Horatius Superbus

It's time for one of history's fabulous stories: Horatius at the bridge.

Lars Porsenna and Tarquin were on their way. Thousands of Etruscans were hitting the road for Rome, murder on their minds, sword hands twitching.

There was only one man Rome could look to in this desperate hour!


With his faithful sidekicks, Spurius Latrius and Herminius, Horatius made for the bridge over the river, the only route the Etruscans could take to Rome. As a legion of burly workers hacked and burned the bridge, Horatius stood tall and proud, shild on arm and sword in hand. No Etruscan would pass while Horatius drew breath!

A dust cloud gathered in the distance, and Horatius' eagle eye discerned Lars' flashing helm. He gripped his sword tighter and strengthened Spurius' and Herminius' reselove with a manly glance. The moment was near!
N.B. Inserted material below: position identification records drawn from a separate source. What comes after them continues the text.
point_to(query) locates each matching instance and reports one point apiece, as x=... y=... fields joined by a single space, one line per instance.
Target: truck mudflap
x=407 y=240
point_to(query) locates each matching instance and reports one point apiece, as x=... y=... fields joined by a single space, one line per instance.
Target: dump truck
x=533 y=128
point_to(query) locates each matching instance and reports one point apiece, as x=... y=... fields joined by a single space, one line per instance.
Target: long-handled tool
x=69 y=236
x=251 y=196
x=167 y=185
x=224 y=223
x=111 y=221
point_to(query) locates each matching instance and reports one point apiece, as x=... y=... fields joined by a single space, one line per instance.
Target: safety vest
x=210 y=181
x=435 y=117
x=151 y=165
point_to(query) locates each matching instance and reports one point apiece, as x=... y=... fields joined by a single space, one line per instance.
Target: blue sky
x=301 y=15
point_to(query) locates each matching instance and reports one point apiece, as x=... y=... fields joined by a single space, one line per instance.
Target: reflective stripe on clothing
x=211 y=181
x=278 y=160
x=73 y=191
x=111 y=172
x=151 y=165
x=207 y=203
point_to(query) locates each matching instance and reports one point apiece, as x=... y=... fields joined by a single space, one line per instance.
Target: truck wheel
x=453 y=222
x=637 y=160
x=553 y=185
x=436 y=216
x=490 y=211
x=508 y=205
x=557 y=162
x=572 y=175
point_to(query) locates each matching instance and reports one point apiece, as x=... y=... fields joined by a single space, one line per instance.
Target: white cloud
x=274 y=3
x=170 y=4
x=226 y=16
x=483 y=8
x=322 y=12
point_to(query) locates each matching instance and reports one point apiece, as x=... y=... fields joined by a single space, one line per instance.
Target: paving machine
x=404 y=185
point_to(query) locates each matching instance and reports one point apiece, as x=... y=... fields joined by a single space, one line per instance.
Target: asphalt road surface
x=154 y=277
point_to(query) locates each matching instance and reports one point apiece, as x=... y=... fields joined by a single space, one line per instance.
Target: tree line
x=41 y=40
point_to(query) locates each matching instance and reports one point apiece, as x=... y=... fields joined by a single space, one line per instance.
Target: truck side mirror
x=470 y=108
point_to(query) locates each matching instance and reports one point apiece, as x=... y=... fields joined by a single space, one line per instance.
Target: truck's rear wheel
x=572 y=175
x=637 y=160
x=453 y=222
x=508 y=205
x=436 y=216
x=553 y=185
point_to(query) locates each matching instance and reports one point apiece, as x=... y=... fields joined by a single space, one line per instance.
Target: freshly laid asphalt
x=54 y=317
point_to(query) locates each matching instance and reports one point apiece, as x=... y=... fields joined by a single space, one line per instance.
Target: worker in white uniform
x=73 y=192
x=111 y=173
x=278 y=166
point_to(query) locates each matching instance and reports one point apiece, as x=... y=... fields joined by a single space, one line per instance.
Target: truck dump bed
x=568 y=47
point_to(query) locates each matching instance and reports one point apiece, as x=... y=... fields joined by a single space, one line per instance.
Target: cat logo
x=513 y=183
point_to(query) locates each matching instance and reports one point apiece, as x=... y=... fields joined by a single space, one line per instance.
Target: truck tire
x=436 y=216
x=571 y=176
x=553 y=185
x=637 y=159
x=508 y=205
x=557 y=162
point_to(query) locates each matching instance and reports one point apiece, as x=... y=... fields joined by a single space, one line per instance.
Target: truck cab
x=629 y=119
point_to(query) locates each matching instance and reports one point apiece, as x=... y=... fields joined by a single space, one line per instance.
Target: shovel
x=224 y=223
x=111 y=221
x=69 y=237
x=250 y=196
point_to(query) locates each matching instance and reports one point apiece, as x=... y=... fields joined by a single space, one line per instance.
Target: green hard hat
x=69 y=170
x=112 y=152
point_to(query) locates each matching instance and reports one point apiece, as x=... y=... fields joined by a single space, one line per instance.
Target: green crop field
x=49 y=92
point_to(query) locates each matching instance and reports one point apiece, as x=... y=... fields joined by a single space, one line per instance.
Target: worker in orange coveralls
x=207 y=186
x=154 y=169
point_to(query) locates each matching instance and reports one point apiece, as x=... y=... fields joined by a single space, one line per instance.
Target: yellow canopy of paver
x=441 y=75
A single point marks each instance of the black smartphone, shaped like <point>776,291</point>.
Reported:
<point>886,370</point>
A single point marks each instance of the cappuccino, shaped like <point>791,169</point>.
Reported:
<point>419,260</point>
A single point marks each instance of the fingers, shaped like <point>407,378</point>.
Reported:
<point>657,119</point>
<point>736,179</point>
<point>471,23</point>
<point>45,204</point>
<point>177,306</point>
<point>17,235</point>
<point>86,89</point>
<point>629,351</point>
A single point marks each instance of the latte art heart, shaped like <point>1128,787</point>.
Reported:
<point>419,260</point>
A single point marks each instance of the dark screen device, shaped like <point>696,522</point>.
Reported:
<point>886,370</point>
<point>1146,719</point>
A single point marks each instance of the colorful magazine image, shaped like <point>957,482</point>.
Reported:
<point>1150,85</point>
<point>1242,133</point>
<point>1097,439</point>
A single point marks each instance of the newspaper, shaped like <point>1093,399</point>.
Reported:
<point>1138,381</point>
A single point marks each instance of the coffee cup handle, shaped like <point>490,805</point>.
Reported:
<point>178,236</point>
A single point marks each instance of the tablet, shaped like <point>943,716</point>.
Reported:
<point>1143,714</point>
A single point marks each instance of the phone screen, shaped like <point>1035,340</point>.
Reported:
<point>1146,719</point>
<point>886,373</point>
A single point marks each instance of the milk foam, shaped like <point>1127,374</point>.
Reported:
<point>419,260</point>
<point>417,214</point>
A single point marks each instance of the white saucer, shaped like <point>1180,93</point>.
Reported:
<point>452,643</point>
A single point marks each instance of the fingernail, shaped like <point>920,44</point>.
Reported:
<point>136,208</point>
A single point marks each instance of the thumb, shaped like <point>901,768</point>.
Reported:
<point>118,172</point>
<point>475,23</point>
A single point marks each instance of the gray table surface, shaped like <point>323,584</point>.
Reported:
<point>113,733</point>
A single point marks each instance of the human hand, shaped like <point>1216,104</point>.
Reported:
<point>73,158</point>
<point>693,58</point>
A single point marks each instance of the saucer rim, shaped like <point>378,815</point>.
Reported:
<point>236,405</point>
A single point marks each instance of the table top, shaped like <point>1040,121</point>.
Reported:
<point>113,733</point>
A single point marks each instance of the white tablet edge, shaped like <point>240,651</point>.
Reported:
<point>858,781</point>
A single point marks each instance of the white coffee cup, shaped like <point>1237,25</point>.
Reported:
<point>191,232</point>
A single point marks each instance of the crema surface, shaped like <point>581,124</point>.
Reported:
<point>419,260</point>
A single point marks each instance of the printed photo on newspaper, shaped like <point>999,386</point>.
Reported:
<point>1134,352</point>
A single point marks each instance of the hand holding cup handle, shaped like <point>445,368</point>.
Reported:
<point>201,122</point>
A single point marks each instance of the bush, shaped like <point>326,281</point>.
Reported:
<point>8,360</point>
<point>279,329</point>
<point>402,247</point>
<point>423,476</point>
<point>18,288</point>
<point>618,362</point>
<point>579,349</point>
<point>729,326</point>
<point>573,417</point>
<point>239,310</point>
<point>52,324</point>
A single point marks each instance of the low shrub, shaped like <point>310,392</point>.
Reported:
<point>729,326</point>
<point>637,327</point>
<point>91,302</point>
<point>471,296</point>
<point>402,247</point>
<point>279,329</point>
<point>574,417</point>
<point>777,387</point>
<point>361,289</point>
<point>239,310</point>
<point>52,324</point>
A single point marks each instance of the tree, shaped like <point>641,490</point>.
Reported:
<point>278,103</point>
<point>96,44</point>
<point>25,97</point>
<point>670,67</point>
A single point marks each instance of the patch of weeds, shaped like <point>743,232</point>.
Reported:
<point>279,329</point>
Five hours later, Etruscans were swarming the point that Horatius and co. held firm. Behind the Romans, the workers were nearly finished, hacking and burning with as much might and valor as their aching muscles allowed. The goal was nearly accomplished. Suddenly Horatius heard a bellow of pain to his left. Spurius had fallen, a battle axe through his cranium! Screaming with rage, Horatius grabbed the axe and whirled it round his head, once, twice, thrice! It rose into the air like a giant bird of prey and landed square on the crest of Lars' aide de camp. Herminius gave a shout of triumphed, only to be silenced by the snaking blade of a swarthy Etruscan.

Darkness veiled his eyes.
Horatius experienced a warp spasm. The situation was intolerable. His frightful countenance caused the enemy to fall back with cries of fear. His rage was fearful to behold. Raising his mighty sword, he laid to. Right and left and center swept the awesome blade and the Etruscans fell before this single man as wheat in the harvest. He was a force to be reckoned with.
A shout of delight found his ears above the din of battle and he realized that the bridge was destroyed at last! Aiming one last derisive laugh at his hopelessly distraught enemies, Horatius lept into the churning waters. His friends on the other side cried out in distress to see their hero thus cruelly taken from them. They need not have worried. Within minutes, Horatius surfaced, gasping but triumphant, on the Roman side.
He clambered up the steep bank and turned to roar his contempt at those Etruscan killers-of-friends! Those sacks of wine! They had been utterly frustrated in their attempt to pillage Rome.
Horatius received laurels and wine and adulation and lived out his life forever known as the savior of Rome.


Ben Milton said...

You know, I never memorized the ending of that poem as a kid. I think MODG edited it out or something...

Catherine_Creagan said...

yeah, well I don't know it either. I pretty much made most of it up, except that i knew his friends' names and that there was a bridge involved.